UNITED STATES DISTRICT COURT EASTERN DISTRICT OF NEW YORK
July 2, 2009
MICHAEL GREGORY, PLAINTIFF,
ACADEMY COLLECTION SERVICE, INC., DEFENDANT.
The opinion of the court was delivered by: James Orenstein, Magistrate Judge
MEMORANDUM AND ORDER
Attorney David Israel ("Israel") is an attorney admitted to practice in the state of Louisiana. He is not admitted to practice before this court.

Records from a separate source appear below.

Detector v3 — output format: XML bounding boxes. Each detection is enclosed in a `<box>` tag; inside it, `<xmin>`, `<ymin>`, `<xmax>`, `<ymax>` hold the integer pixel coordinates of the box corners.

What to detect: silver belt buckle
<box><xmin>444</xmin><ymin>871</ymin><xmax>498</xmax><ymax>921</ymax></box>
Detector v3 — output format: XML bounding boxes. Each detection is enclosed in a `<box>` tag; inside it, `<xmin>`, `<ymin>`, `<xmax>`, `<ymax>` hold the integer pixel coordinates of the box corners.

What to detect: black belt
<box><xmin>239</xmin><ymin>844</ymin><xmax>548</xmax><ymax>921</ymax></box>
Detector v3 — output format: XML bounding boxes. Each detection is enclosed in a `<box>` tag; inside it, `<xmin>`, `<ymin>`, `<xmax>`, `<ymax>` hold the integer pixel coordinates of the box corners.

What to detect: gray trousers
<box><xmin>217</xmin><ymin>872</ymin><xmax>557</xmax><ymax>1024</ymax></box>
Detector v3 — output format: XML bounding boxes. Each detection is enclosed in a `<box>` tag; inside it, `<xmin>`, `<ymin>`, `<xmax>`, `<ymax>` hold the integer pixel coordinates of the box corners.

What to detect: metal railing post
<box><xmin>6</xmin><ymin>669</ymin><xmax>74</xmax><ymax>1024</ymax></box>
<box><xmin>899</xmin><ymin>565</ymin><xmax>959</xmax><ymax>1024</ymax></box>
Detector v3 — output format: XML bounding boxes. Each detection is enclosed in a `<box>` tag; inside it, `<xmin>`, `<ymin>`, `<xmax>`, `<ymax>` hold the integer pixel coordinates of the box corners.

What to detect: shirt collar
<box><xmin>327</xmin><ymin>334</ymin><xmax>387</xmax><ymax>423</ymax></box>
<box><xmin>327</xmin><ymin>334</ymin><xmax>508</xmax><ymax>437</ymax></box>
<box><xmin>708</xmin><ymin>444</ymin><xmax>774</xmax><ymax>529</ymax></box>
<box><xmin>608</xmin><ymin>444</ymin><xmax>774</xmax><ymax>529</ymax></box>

Israel has applied to be admitted pro hac vice on behalf of the defendant in the instant case pursuant to Local Civil Rule 1.3(c).
Docket Entry 7. For the reasons set forth below, I deny the motion without prejudice to renewal upon a showing that such admission is appropriate under the circumstances.

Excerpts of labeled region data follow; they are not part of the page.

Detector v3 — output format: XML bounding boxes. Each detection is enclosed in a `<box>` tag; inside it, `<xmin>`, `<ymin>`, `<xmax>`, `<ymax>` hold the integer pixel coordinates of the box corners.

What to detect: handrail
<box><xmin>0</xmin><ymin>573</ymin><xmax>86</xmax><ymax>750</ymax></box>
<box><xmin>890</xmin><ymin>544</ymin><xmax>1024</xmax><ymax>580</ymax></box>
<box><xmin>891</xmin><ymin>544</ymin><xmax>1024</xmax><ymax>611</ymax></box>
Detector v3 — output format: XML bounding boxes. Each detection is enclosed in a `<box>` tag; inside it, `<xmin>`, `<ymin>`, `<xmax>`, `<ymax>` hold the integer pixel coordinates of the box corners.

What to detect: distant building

Israel practices law in Louisiana where he is a member of the firm Sessions, Fishman, Nathan & Israel, L.L.P. Israel has been admitted pro hac vice in at least eighteen cases in this district since September 2004.*fn1 It appears that Israel regularly engages in the practice of law in this district.*fn2 Yet by routinely gaining admission pro hac vice rather than taking the steps necessary to join the bar of this court, Israel remains immune to much of the disciplinary oversight to which his colleagues are subjected. See Loc. Civ. R. 1.5(b)-(c).
This court routinely grants attorneys who practice elsewhere the courtesy of representing clients who find themselves involved in litigation in this court. But "[a]dmission pro hac vice is by definition, at most, admission for a single proceeding." In re Rappaport, 558 F.2d 87, 88 n.1 (2d Cir. 1977). It is a privilege rather than a right, see Leis v. Flynt, 439 U.S. 438, 441-42 (1979), and one that should not be abused. If Israel intends to continue representing clients in this court, he can and should secure the admission to our bar. If, on the other hand, Israel can demonstrate that his many applications for admission pro hac vice represent an aberration in his normal practice, and that he does not anticipate making future similar applications on a routine basis, then I will of course grant him the same courtesy that is routinely afforded to out-of-state counsel in their occasional visits to this district.